Attackers are using legitimate Google infrastructure to target victims in a new wave of phishing campaigns. Free developer accounts on Google Firebase are being used by scammers to send phony emails that successfully get past conventional security measures. The Attack's Mechanism One popular platform for creating web and mobile applications is Google Firebase.

It provides a "free tier" that lets developers host small projects and test code for free. Phishing website (source: Twitter) According to PaloAlto Network, cybercriminals are now creating these free accounts in order to send emails and host phishing content. The emails have a high domain reputation since they come from subdomains that end in firebaseapp.com, a domain linked to Google's reliable infrastructure.

This makes it possible for the malicious emails to bypass spam blocklists and reach the victim's primary inbox. Phishing website (source: Twitter) Fear and greed are the two main psychological triggers used by the campaign to control its victims. Scare Tactics: A large number of the detected emails pose as well-known companies or banks.

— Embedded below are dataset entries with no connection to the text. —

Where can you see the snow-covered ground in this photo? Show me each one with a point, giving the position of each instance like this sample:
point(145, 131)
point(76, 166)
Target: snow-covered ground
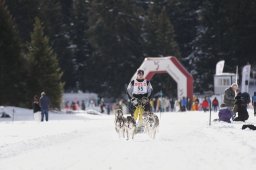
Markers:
point(89, 142)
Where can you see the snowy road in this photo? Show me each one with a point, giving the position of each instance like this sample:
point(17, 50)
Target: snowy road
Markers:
point(184, 141)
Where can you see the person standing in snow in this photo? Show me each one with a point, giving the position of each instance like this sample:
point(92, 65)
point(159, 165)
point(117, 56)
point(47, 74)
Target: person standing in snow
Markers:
point(225, 113)
point(205, 105)
point(137, 89)
point(215, 104)
point(229, 96)
point(36, 108)
point(44, 103)
point(254, 103)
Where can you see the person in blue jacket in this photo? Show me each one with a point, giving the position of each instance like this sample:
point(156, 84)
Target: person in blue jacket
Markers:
point(44, 104)
point(254, 102)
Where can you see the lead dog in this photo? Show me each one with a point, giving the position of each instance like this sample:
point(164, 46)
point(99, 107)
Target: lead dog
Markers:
point(130, 126)
point(152, 124)
point(120, 123)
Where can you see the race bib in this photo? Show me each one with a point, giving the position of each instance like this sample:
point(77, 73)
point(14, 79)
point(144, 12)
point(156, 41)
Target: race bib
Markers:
point(140, 87)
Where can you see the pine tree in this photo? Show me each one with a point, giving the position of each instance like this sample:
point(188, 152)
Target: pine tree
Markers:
point(45, 73)
point(12, 72)
point(115, 36)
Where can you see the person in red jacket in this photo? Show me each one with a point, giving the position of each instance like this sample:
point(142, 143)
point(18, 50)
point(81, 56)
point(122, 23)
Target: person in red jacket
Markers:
point(205, 105)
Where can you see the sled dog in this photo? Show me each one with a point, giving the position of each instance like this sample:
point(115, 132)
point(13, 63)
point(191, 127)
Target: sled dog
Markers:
point(152, 124)
point(130, 127)
point(120, 126)
point(118, 114)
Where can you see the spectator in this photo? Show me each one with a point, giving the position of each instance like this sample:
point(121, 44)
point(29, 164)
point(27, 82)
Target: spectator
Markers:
point(205, 105)
point(254, 103)
point(215, 104)
point(36, 108)
point(241, 101)
point(83, 105)
point(229, 96)
point(225, 113)
point(172, 102)
point(183, 104)
point(195, 105)
point(189, 103)
point(44, 103)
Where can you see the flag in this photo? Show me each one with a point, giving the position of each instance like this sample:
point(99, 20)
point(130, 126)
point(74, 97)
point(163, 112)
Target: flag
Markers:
point(219, 67)
point(245, 78)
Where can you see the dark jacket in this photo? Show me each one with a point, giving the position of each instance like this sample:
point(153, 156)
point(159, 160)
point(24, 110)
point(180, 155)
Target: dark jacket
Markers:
point(229, 97)
point(225, 114)
point(36, 107)
point(44, 102)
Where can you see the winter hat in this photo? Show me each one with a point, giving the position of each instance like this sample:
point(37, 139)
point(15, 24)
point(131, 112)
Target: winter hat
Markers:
point(234, 84)
point(140, 72)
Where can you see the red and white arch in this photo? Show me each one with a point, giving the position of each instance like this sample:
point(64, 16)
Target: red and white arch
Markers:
point(170, 65)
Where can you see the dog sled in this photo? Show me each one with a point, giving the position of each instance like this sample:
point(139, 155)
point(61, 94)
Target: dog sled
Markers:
point(141, 122)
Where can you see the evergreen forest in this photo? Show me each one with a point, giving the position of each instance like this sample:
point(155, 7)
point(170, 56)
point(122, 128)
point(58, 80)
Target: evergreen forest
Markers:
point(97, 45)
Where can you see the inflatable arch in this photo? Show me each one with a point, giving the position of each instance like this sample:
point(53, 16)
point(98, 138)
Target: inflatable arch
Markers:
point(170, 65)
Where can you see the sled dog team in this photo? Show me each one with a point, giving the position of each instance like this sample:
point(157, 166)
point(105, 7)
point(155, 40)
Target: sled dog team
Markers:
point(126, 126)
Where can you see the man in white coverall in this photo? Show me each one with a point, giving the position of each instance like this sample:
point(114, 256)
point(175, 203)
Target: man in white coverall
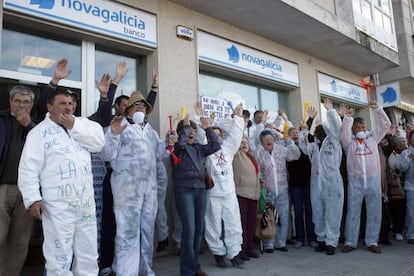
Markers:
point(132, 146)
point(272, 158)
point(222, 204)
point(55, 180)
point(327, 192)
point(364, 179)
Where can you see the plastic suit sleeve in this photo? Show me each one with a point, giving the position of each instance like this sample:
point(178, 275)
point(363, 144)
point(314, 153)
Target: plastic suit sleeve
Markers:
point(110, 149)
point(89, 134)
point(233, 140)
point(333, 125)
point(383, 124)
point(31, 163)
point(346, 131)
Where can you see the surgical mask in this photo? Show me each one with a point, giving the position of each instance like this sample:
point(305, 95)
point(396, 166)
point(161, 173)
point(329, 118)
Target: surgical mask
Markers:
point(138, 117)
point(360, 135)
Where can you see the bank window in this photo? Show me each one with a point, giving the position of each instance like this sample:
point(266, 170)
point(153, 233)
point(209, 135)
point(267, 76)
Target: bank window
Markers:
point(252, 96)
point(37, 55)
point(106, 61)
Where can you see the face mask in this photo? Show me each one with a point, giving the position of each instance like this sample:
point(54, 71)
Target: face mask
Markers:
point(360, 135)
point(138, 117)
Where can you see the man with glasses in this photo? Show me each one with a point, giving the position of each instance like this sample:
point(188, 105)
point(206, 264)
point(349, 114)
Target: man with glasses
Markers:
point(15, 221)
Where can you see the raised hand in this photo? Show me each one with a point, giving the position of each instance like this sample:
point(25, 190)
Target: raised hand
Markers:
point(327, 103)
point(103, 85)
point(312, 112)
point(116, 127)
point(60, 71)
point(120, 72)
point(198, 108)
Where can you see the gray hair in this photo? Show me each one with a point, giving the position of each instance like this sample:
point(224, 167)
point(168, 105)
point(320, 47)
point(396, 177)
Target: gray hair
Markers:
point(20, 89)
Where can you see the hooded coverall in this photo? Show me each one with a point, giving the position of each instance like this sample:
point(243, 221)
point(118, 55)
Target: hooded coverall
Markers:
point(327, 192)
point(273, 172)
point(364, 178)
point(55, 168)
point(222, 204)
point(133, 155)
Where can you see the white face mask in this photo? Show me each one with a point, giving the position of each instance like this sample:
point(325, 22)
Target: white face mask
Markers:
point(138, 117)
point(360, 135)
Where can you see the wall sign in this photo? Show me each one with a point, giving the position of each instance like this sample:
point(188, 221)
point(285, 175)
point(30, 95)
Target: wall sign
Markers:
point(340, 89)
point(104, 17)
point(216, 50)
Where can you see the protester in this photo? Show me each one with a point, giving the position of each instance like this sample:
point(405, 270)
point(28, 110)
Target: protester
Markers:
point(55, 180)
point(15, 220)
point(364, 181)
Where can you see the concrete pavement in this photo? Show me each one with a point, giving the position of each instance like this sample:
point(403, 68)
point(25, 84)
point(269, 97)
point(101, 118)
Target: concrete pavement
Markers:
point(397, 259)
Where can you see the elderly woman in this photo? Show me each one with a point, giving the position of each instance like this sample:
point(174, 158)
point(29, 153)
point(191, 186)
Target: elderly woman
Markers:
point(246, 178)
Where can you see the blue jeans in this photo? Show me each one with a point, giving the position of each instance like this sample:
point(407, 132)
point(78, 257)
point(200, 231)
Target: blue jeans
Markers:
point(191, 207)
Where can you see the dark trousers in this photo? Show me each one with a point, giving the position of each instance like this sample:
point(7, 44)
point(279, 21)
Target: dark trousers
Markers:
point(385, 223)
point(108, 230)
point(396, 207)
point(302, 205)
point(248, 211)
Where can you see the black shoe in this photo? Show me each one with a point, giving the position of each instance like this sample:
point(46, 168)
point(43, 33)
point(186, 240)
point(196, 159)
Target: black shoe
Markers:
point(385, 242)
point(220, 261)
point(244, 256)
point(236, 261)
point(321, 247)
point(253, 254)
point(162, 245)
point(283, 249)
point(330, 250)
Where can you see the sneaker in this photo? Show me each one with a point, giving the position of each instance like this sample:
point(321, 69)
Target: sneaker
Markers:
point(237, 261)
point(374, 249)
point(253, 254)
point(298, 245)
point(385, 242)
point(244, 256)
point(162, 245)
point(106, 271)
point(313, 244)
point(347, 249)
point(321, 247)
point(282, 249)
point(330, 250)
point(399, 237)
point(220, 261)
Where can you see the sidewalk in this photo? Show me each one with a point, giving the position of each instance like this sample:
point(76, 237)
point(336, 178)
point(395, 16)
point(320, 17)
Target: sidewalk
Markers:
point(397, 259)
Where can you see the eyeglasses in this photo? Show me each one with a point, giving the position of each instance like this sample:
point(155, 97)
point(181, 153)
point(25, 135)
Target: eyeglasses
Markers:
point(140, 103)
point(19, 102)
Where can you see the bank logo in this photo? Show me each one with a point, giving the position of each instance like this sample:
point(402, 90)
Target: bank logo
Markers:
point(43, 4)
point(334, 88)
point(234, 55)
point(389, 95)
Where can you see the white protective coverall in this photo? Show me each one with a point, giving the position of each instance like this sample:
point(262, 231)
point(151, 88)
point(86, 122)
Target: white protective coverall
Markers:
point(327, 191)
point(222, 201)
point(273, 173)
point(55, 168)
point(161, 219)
point(133, 155)
point(364, 178)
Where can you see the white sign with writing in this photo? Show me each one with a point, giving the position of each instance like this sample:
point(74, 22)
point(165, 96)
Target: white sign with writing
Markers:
point(214, 49)
point(389, 94)
point(340, 89)
point(216, 108)
point(104, 17)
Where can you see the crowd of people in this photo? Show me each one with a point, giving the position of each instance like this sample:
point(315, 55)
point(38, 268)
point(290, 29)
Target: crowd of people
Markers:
point(222, 171)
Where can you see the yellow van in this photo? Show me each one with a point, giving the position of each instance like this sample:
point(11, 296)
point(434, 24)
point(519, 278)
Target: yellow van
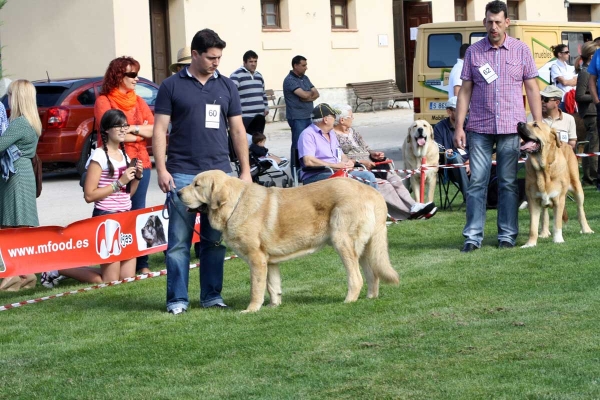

They urge the victim to click a link right away in order to fix a fictitious security issue by sending urgent alerts about "fraudulent account use." High-Grade Attractions: Other emails, on the other hand, lure users in with offers of exclusive giveaways or free, valuable goods. Under the pretense of sending a prize, these are made to steal private information, like login credentials or credit card numbers. Compromise Indicators (IOCs) Certain patterns in the sender addresses were brought to light by the investigation.

Random alphanumeric strings linked to the Firebase domain are frequently used in these addresses. Examples of observed senders are noreply@pr01-1f199.firebaseapp[. ]com and noreply@pro04-4a08.a.firebaseapp[.

]com noreply@zamkksdjauys.firebaseapp[. ]com When a user clicks the email's call-to-action button, they are taken to the final phishing page via a variety of compromised websites or URL shorteners. URLs like hxxps[:]//rebrand[. ]ly/auj0ngh hxxp[:]//clouud.thebatata[.]org/click[.]php?

hxxps[:]//www.servercrowdmanage[. ]com/5N98X9F/21NRJNSZ/ have been found to contain malicious redirect chains. This campaign serves as an example of how attackers are "living off the land" by disguising malicious activity through trusted services. Traffic from firebaseapp.com subdomains that do not correspond with known business applications should be closely monitored by security teams.

Even if the technical sender address seems to be hosted on a trustworthy platform, users should be on the lookout for unsolicited emails requesting immediate action.